Editors at the Washington Examiner highlight legislation that would restore worker freedom.
One early opportunity we identified was to reform the 83-year-old regimen of labor laws, which are obsolete for workers, who are their supposed beneficiaries, and survive only as a political weapon for the Left. We pointed out, for example, that workers’ freedom of association is seriously restricted by current law, something the Supreme Court confirmed this year when it forbade closed shops and compulsory union membership for government workers.
Congressional Republicans had the solution in their hands, the Employee Rights Act, and they had ample opportunity to advance it, to their own great political advantage. That’s why it is especially dispiriting, not to mention galling, that they have utterly failed to advance this excellent legislation. Republicans now plan on going into the 2018 midterm elections without even marking up the ERA in committee.

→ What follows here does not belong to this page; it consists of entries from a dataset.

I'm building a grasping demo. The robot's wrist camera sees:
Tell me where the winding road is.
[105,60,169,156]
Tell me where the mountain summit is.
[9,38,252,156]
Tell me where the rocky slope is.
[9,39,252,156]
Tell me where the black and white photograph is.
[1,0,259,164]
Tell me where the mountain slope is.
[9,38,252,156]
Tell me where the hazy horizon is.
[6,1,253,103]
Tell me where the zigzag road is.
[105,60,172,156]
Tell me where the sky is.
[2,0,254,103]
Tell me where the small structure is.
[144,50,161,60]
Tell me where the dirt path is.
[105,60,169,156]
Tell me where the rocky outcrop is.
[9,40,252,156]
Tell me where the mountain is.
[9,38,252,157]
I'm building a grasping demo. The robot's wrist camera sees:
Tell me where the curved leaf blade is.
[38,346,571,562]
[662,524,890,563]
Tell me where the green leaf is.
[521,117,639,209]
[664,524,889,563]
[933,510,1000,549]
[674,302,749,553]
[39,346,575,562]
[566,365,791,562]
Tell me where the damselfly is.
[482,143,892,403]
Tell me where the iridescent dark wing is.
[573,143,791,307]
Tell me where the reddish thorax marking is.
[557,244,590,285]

The bill would right many wrongs that Depression-era labor law inflicts on workers who live in the very different world of today. …
… What exactly is objectionable in any of this? How could it not be helpful for Republicans to force Democrats to put themselves on the record and vote against workers’ freedom of choice?
Republican failure on the ERA demonstrates a cowardice rather than courage in conservative convictions. At stake are freedom of association, free enterprise, and even freedom of speech, because unions continue to take money from workers while keeping them in the dark about their rights not to be misrepresented by invariably far-left union political activism.